Figure 3Density of SNPs in the cluster of R-genes across five melon cultivars. A Vertical colored lines mark the position where a SNP is detected in any of the following melon cultivars: CV: C-836, IQ: C-1012, PI: PI 161375, DHL: DHL92, PS: T-111 “Piel de Sapo”. Reference: DHL92 MELO3C004258-MELON3C004324 improved region. Blue lines: same nucleotide as in the reference; red lines: alternative nucleotide (two alleles); yellow lines: alternative nucleotide (one allele only). The “R-Genes” track shows the position of the TIR- and CC-NBS-LRR genes. B As in A, but only SNPs in the coding sequences of the R-genes are shown. Figure produced with SVAMP software.

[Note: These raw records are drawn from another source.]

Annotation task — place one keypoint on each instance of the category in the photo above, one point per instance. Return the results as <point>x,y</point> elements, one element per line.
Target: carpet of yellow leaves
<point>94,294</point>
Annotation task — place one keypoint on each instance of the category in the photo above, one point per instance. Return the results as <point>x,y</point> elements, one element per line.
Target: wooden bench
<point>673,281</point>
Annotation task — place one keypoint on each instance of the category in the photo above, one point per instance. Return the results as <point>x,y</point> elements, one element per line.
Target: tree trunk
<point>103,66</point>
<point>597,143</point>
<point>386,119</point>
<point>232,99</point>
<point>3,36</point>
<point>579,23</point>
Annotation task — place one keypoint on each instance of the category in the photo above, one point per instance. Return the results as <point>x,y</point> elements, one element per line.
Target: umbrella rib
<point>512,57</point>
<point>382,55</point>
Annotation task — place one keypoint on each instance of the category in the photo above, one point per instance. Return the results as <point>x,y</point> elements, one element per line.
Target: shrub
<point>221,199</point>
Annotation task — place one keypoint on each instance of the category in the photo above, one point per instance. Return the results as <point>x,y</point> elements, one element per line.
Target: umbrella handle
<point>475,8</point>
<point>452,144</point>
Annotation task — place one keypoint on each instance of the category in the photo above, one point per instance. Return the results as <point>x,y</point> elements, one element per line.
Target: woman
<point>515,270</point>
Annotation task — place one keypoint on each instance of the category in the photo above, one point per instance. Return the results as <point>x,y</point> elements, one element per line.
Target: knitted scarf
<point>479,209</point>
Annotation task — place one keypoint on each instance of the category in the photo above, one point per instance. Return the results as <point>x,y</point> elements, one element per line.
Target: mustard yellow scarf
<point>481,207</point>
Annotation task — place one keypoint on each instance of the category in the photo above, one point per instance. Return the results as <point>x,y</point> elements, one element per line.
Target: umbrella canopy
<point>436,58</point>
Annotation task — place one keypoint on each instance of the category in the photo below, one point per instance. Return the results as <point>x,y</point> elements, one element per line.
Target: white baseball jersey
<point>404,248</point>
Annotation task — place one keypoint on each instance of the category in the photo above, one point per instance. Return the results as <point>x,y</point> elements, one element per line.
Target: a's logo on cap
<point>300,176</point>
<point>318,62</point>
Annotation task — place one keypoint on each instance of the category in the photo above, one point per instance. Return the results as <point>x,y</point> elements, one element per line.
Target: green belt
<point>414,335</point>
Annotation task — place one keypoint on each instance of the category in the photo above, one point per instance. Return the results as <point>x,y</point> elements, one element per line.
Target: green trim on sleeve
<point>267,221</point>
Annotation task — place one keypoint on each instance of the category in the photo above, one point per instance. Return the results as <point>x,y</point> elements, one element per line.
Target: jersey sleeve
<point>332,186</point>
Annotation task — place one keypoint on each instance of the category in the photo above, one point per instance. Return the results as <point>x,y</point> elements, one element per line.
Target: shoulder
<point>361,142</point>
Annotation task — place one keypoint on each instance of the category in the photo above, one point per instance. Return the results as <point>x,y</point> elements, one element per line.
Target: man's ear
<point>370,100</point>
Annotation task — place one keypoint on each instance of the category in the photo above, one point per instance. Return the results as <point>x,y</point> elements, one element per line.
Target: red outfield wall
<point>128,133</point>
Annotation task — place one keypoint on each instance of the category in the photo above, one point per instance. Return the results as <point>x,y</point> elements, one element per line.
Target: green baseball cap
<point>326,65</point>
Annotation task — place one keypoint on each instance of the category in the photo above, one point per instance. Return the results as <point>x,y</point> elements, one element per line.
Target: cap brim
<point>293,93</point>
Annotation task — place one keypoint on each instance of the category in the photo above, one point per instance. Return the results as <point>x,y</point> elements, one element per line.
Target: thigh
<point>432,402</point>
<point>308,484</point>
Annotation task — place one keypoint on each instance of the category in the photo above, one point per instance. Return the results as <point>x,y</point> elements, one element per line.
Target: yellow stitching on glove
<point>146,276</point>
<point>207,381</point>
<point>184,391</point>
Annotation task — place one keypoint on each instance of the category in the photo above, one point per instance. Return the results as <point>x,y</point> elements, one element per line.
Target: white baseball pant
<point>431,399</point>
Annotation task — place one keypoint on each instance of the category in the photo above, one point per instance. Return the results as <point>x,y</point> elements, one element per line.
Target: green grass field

Figure 4Sequence comparison between the t region of the PI 161376 variety and gene MELO3C04317. Dissimilar DNA regions are marked with horizontal red lines. Putative protein products are also shown: Orange sectors, CC domains; red sectors, NBS domains; yellow sectors, LRR domains; green sectors, LRR C-terminus.